The current gold standard for functional imaging of NETs is somatostatin receptor scintigraphy (SRS) with 111In-diethylenetriaminepentaacetic acid-octreotide [9]. Which is a proliferation marker reflecting the prognosis. FDG-PET is the most widely used nuclear medicine technique for functional imaging of cancer. However, FDG-PET has never been routinely used for imaging NETs, and its diagnostic performance remains unclear. The overall sensitivity rates of diagnostic imaging for NETs were reported to be 89% and 58% for SRS and FDG-PET, respectively [10]. FDG-PET is not sensitive in detecting low-grade primary gastrointestinal NETs.
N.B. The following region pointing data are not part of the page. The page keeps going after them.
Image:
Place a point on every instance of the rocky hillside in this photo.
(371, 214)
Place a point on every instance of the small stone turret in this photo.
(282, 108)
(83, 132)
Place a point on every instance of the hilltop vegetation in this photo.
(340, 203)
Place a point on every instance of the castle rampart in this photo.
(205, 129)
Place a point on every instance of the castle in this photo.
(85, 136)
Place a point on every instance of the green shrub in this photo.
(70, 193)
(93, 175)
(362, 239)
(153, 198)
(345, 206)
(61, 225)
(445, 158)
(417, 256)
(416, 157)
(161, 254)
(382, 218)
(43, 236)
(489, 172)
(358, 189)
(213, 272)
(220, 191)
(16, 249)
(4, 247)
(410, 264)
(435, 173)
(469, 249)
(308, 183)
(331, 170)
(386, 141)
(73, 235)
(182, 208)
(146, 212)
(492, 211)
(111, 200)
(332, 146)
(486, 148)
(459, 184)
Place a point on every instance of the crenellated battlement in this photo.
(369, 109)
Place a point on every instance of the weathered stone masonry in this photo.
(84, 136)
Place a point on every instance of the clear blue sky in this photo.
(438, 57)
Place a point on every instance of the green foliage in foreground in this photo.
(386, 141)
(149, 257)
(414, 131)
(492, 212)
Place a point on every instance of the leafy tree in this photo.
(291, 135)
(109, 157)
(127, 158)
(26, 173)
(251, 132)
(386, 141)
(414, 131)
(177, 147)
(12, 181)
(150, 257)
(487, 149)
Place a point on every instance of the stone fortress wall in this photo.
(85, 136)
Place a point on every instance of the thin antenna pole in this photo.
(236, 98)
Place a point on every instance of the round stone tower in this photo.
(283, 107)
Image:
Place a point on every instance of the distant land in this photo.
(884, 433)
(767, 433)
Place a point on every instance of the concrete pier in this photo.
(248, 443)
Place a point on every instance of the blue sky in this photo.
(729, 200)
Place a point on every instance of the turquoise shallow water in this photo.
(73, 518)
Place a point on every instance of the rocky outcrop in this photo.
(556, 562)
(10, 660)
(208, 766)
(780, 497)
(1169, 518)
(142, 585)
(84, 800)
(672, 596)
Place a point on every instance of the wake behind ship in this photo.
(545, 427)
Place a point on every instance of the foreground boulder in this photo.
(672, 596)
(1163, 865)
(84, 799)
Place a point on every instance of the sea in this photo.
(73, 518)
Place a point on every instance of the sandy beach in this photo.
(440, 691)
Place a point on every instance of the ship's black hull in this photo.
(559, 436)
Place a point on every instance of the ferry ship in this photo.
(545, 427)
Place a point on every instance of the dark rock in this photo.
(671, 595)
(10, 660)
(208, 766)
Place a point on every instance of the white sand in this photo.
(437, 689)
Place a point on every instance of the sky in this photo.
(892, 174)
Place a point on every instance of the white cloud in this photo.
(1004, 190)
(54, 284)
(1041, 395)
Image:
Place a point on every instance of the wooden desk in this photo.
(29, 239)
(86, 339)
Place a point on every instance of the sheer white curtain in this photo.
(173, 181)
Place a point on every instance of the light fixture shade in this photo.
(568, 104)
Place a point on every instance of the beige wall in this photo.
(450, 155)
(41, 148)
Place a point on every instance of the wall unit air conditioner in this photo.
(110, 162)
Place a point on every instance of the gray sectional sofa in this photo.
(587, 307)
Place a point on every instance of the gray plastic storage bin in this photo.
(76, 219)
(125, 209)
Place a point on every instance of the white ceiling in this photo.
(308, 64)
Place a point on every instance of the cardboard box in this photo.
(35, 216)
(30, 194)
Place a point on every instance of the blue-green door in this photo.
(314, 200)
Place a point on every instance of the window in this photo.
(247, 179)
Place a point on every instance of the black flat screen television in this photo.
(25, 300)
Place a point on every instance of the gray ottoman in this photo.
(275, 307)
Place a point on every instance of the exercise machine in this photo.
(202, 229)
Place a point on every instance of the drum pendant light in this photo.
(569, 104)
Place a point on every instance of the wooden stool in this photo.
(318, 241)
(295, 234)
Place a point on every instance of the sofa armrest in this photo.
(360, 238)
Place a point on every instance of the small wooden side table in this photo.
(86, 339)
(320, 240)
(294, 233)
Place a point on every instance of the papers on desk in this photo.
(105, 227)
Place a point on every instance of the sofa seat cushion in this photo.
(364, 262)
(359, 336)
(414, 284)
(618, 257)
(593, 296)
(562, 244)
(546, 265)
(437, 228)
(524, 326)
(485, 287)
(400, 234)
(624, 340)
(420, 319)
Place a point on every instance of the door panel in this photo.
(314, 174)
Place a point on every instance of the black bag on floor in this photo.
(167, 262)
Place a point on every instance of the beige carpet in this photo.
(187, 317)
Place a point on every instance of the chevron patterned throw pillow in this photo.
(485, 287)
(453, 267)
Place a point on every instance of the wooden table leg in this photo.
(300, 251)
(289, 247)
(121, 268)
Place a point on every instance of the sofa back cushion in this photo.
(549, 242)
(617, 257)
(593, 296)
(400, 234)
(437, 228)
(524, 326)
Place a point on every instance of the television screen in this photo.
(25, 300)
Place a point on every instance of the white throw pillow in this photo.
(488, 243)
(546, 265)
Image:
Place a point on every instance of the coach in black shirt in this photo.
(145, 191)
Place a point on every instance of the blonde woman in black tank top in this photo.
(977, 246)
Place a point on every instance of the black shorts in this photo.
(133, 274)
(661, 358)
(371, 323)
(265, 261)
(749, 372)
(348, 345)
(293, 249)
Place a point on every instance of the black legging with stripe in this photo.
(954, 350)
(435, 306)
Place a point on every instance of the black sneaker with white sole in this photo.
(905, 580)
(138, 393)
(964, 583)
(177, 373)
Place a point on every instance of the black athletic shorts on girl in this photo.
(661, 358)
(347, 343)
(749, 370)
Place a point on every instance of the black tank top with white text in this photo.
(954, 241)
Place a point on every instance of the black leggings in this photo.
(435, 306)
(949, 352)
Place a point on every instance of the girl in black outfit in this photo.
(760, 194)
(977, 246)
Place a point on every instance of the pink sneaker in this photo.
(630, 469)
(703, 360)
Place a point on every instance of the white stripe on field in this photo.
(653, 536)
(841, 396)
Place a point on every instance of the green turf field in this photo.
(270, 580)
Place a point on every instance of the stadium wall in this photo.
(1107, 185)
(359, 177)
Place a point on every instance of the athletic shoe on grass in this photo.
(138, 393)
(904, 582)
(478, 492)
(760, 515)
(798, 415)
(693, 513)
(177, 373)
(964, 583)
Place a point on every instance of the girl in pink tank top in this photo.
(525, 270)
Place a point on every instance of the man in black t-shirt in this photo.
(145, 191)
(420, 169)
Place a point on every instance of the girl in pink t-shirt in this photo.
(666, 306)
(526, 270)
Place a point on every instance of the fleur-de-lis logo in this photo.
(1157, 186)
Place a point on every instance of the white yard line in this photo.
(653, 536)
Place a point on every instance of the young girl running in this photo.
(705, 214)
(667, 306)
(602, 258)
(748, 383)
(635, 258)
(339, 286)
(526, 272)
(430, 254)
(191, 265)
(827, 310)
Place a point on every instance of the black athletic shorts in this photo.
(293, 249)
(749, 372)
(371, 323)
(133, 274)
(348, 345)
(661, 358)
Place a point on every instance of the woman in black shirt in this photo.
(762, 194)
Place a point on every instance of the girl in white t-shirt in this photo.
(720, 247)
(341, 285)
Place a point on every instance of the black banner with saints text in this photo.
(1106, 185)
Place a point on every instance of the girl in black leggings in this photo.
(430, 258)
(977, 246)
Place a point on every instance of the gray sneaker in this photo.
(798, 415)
Tumor differentiation can be used to guide the selection of nuclear imaging modalities for staging of gastrointestinal and pancreatic NETs. SRS appears to be more sensitive than FDG-PET for well-differentiated NETs, whereas FDG-PET demonstrates superior sensitivity for poorly differentiated NETs [11]. The tumor presented by us was diagnosed as a benign or low-grade malignant tumor on preoperative FDG-PET. Based on the final pathological diagnosis, the tumor was diagnosed as NET G2. If SRS could have been performed preoperatively in our case, it may have been diagnosed as an NET with strong accumulation at the tumor site. When a neoplastic lesion of the small intestine or mesentery is diagnosed, it is possible that the tumor is an NET, but it is often difficult to confirm the tumor diagnosis preoperatively. However, if FDG-PET and SRS can be performed simultaneously at the time of tumor diagnosis, it may be possible to diagnose NETs, including GRADE.

Surgery is the mainstay treatment for localized gastrointestinal NETs, and may be curative in cases of R0 resection. To our knowledge, only 10 cases of primary small intestinal mesenteric NETs have been reported in the literature [5, 12,13,14,15,16,17,18,19,20] (Table 3). Of the 11 patients, including this patient, there were five men and six women, with a mean age of 61.3 (range, 48–74) years. Tumors were localized in the jejunal mesentery in six cases and in the ileal mesentery in five cases. As far as the grade classification of these 11 cases is known, there were no highly malignant G3 cases. Of these 11 surgical procedures, tumor resection was performed in five cases, and small bowel resection including the mesentery, was performed in six cases. In addition, one of the five tumor resections was laparoscopic. Regarding the surgical approach, we initially considered observing the lesion using laparoscopy. However, due to the irregular shape of the tumor and the fact that the tumor was invading the mesentery, we ultimately opted for laparotomy.